Distributed Training Architecture
Scaling training from 1 GPU to 100s of GPUs — theory, implementation, and tradeoffs.
Why Distributed Training?
| Constraint | Solution |
|---|---|
| Model doesn't fit in 1 GPU | Model parallelism, FSDP |
| Training too slow | Data parallelism (DDP) |
| Both | Hybrid parallelism (3D parallelism) |
Data Parallelism — DDP
Concept: Each GPU holds a full copy of the model.
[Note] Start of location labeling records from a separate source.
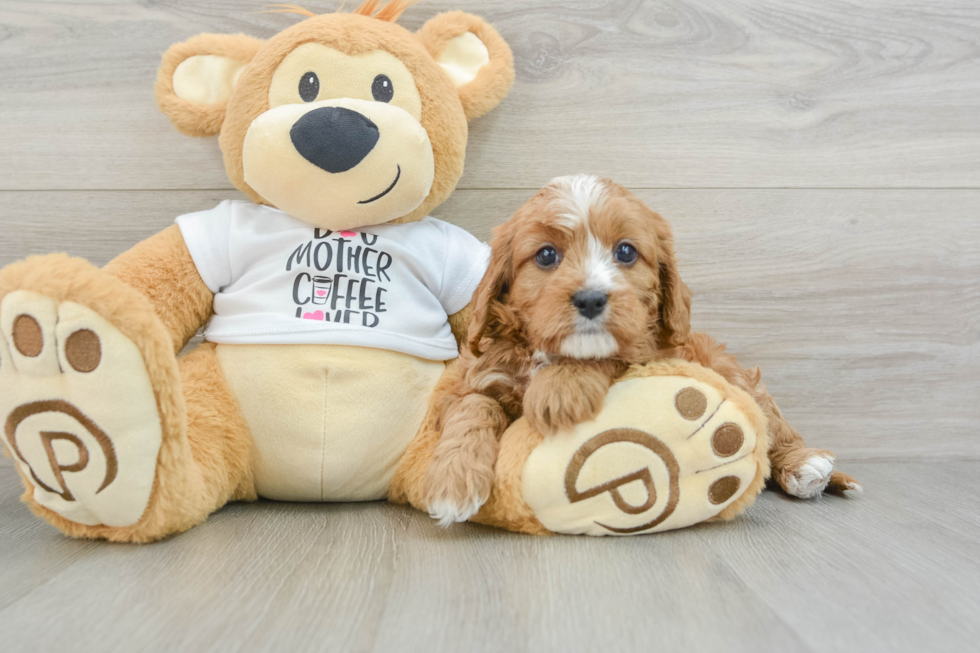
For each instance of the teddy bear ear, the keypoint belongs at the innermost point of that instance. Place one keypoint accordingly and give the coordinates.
(196, 79)
(474, 55)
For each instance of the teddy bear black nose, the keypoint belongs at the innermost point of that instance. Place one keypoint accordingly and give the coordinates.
(590, 303)
(334, 138)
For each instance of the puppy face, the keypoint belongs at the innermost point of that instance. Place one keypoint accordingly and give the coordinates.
(588, 272)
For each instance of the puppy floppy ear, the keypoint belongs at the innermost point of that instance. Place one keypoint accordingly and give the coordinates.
(196, 79)
(674, 307)
(473, 54)
(494, 284)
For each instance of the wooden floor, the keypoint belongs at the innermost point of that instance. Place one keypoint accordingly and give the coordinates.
(820, 163)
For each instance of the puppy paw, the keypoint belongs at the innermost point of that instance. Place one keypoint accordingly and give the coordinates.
(447, 512)
(558, 399)
(453, 500)
(808, 477)
(841, 483)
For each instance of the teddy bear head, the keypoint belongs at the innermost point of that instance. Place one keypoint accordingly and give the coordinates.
(343, 120)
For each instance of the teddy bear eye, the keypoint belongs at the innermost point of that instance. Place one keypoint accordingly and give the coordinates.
(381, 89)
(309, 87)
(626, 253)
(547, 257)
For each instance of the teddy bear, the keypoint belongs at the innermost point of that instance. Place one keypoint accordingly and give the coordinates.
(332, 307)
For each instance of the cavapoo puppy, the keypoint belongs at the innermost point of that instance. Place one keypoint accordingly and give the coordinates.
(582, 284)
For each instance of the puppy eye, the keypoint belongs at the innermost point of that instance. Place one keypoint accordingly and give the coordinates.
(381, 89)
(309, 87)
(547, 257)
(626, 253)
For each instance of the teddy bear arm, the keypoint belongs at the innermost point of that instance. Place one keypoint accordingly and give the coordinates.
(161, 268)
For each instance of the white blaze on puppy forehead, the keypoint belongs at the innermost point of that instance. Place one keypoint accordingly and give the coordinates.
(575, 198)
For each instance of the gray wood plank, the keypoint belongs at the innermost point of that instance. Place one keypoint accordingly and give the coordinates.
(892, 570)
(691, 93)
(887, 571)
(861, 307)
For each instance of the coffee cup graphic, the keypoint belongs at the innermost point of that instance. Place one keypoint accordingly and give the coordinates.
(321, 289)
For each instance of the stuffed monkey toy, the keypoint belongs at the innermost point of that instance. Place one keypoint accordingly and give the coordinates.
(332, 305)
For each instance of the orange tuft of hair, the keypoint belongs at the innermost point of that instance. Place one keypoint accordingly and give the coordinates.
(390, 12)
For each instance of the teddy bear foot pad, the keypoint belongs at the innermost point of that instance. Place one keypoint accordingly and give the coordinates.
(666, 452)
(78, 410)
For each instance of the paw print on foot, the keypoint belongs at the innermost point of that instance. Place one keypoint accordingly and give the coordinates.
(664, 453)
(77, 410)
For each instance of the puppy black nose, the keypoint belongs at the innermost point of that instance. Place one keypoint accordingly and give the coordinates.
(334, 138)
(590, 303)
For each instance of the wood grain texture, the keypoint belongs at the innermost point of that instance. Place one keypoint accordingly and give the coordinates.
(890, 571)
(861, 307)
(679, 93)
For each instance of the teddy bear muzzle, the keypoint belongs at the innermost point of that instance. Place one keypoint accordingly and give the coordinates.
(339, 164)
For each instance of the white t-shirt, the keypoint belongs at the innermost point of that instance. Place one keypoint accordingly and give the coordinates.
(278, 280)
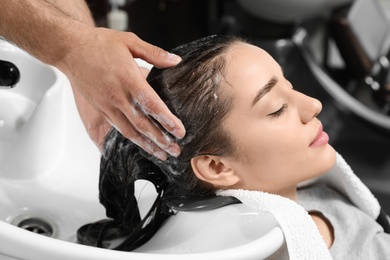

Each step:
- Split the mini-batch across N GPUs (each sees batch_size/N samples)
- Each GPU computes forward + backward independently
- AllReduce gradients across all GPUs (ring-allreduce via NCCL)
- All GPUs update identically → models stay in sync
Key property: DDP is mathematically equivalent to training with a global batch size of N × batch_size_per_gpu. This is why you scale the learning rate: lr = base_lr × N (linear scaling rule, Goyal et al.).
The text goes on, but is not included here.